Una de las primeras audiencias que Néstor Kirchner tuvo, luego de asumir la presidencia, fue con las organizaciones sociales. Es el primero de una serie de pasos para darles un lugar dentro de la construcción de ese gobierno y para sostener un reposicionamiento frente a la protesta que se sostuvo hasta el asesinato de Mariano Ferreyra, la represión en el Parque Indoamericano y a la comunidad qom; todo sucedido durante 2010.Para José Garriga Zucal que estudia desde hace años la violencia institucional y los quehaceres de policías y fuerzas de seguridad, las políticas gubernamentales han sido bastante errantes a lo largo de los años con respecto a las estructuras policiales.Investigador del Consejo Nacional de Investigaciones Científicas y Técnicas (CONICET) y doctor en Antropología Social, Garriga Zucal manifestó que en “política pública los gobiernos tienen que ser muy claros”. En ese sentido, recordó los guiños de la gestión encabezada por Mauricio Macri hacia las fuerzas de seguridad, a los que calificó como “nefastos”.
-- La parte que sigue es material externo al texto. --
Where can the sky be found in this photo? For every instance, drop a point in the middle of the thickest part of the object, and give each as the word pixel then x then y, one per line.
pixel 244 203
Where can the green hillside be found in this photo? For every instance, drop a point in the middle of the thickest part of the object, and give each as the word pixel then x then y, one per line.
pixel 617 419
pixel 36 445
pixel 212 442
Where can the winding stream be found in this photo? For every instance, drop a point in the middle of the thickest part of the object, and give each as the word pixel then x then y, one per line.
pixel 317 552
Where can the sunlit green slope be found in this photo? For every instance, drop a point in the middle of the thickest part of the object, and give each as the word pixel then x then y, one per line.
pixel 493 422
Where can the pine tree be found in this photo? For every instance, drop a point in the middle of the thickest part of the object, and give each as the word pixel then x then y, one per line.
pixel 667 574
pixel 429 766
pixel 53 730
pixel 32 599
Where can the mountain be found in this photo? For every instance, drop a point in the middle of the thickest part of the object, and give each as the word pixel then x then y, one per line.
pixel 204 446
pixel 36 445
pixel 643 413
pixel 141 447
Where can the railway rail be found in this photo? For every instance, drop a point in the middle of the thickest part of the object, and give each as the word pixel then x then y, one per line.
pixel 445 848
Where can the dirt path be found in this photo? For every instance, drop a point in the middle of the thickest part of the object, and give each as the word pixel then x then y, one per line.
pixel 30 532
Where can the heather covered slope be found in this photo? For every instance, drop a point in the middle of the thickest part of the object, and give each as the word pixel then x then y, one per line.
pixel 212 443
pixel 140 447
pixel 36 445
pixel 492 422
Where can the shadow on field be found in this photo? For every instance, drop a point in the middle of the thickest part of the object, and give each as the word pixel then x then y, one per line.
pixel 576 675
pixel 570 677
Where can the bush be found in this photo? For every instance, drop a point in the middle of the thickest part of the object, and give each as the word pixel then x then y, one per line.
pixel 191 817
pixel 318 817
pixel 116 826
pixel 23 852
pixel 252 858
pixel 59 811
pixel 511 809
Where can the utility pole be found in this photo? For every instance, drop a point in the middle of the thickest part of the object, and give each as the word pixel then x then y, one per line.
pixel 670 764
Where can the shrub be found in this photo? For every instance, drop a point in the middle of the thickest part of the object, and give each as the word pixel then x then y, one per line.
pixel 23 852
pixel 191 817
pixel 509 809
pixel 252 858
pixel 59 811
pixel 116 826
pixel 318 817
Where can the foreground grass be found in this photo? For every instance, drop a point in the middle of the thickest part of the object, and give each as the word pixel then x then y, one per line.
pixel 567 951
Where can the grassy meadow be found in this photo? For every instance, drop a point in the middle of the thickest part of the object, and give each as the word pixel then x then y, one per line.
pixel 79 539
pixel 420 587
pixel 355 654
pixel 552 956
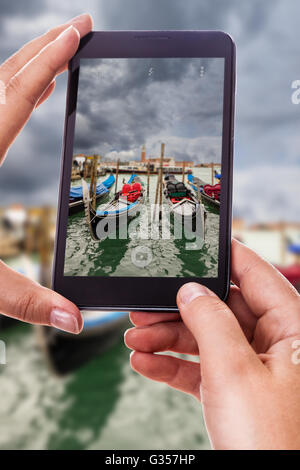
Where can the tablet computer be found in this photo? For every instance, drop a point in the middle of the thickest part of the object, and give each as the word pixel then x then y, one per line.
pixel 146 175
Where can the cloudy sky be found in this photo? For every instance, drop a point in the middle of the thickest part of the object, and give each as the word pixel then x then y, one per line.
pixel 267 136
pixel 125 103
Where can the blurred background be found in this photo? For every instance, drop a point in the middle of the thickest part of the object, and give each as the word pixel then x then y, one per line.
pixel 58 393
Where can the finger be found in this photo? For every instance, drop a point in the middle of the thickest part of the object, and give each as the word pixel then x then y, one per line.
pixel 223 348
pixel 144 318
pixel 177 373
pixel 169 336
pixel 46 94
pixel 26 300
pixel 83 24
pixel 268 294
pixel 242 312
pixel 27 86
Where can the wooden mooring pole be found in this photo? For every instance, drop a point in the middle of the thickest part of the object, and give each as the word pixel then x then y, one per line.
pixel 117 175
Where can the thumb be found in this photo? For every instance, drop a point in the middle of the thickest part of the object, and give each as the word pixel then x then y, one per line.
pixel 223 348
pixel 26 300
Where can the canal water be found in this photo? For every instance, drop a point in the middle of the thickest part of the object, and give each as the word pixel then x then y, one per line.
pixel 102 405
pixel 170 256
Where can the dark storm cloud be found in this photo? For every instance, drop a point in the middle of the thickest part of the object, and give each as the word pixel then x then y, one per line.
pixel 267 125
pixel 124 104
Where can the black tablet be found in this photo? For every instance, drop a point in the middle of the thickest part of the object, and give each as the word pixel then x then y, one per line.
pixel 146 176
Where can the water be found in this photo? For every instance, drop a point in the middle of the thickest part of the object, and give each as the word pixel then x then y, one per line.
pixel 103 405
pixel 186 256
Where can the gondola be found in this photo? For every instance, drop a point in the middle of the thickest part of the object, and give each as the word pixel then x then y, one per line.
pixel 76 197
pixel 194 181
pixel 184 206
pixel 126 204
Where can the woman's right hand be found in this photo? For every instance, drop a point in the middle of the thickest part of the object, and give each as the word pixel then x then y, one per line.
pixel 248 379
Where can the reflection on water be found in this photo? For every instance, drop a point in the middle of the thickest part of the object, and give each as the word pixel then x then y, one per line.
pixel 103 405
pixel 171 256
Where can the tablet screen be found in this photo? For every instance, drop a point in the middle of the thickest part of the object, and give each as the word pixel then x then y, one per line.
pixel 146 175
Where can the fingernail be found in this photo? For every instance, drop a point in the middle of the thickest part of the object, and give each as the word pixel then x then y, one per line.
pixel 65 32
pixel 64 321
pixel 78 18
pixel 191 291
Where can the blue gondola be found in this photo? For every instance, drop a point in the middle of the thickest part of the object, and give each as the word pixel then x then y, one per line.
pixel 76 195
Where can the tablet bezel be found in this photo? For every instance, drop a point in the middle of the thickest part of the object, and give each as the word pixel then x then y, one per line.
pixel 145 293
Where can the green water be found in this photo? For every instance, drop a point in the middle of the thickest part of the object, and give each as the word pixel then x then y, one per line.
pixel 102 405
pixel 171 256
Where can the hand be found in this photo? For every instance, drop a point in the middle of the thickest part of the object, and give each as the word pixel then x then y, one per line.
pixel 249 377
pixel 29 79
“Lo peor de todo es que esos guiños terminaron con penas para quienes los tomaron como libertades. Se generó una contradicción increíble dentro de las fuerzas. Les hacían creer que podían hacer las bestialidades que hizo el policía (Luis) Chocobar y después, los que lo hicieron, fueron presos igual, porque la ley sigue diciendo que esas cosas son asesinatos”, explicó el investigador.

Tanto Perelman como Garriga Zucal acuerdan en que la violencia institucional persiste y trasciende al tratamiento que el Estado les da a las movilizaciones. Los casos de gatillo fácil, las agresiones cotidianas, las detenciones arbitrarias y las distintas formas del “verdugueo” a los sectores populares siguen siendo prácticas sistemáticas de las instituciones policiales.

Herramientas de transformación

Como concepto epistemológico, la violencia institucional tiene su origen luego de la Masacre de Budge, en la que suboficiales de la Policía Bonaerense asesinaron a tres jóvenes, el 8 de mayo de 1987. “Es un concepto que, frente a otras expresiones que se utilizaban en el momento, consigue la fortaleza para dar cuenta de un conjunto de prácticas constantes a nivel instituciones”, explicó Garriga Zucal.

En la actualidad, hablar de violencia institucional no es sólo referirse a casos letales, sino a un amplio abanico de procedimientos ilegales con las que las fuerzas del Estado desempeñan sus tareas. “La policía en las protestas tiene una lógica muy diferente que la que ordena su trabajo en la calle”, advirtió Perelman.

El diseño, las líneas de autoridad, los roles de la justicia y del gobierno no pesan de la misma manera en una y en otra circunstancia. En definitiva: “una transformación en el contexto de los operativos no implica una reforma más profunda de la policía en otros ámbitos de actuación”, puntualizó la investigadora.

Para interrumpir el funcionamiento de estas lógicas, el trabajo de las organizaciones, universidades y del ámbito académico, tienen un rol fundamental. En la construcción de conocimiento riguroso sobre estos fenómenos, para Perelman, está la clave de la efectividad de las intervenciones políticas.

Según Garriga Zucal, mucha de la información en base a la cual se toman decisiones sale de distintos observatorios de seguridad y sobre violencia que tienen su sede en universidades u organizaciones. La Universidad Nacional de San Martín (UNSAM), donde el investigador da clases, tiene su observatorio y funciona en articulación con los funcionarios del municipio para poner en marcha medidas que prevengan abusos de autoridad.

A la UNDAV, la Masacre de Avellaneda la interpela de forma especial. Muchos de sus estudiantes recorren los pasillos de la estación donde fueron asesinados Darío y Maxi antes de llegar a las aulas. Un escenario intervenido y que se ha convertido en algo así como un museo popular para recordar a las víctimas de este y otros casos de violencia policial. “La indeleble imagen de amor al prójimo, de solidaridad y valentía del cuerpo y la mano en alto de Darío protegiendo y defendiendo al herido Maxi, dibujan la gestualidad de una humanidad que debemos recuperar y construir”, concluyó Harguinteguy.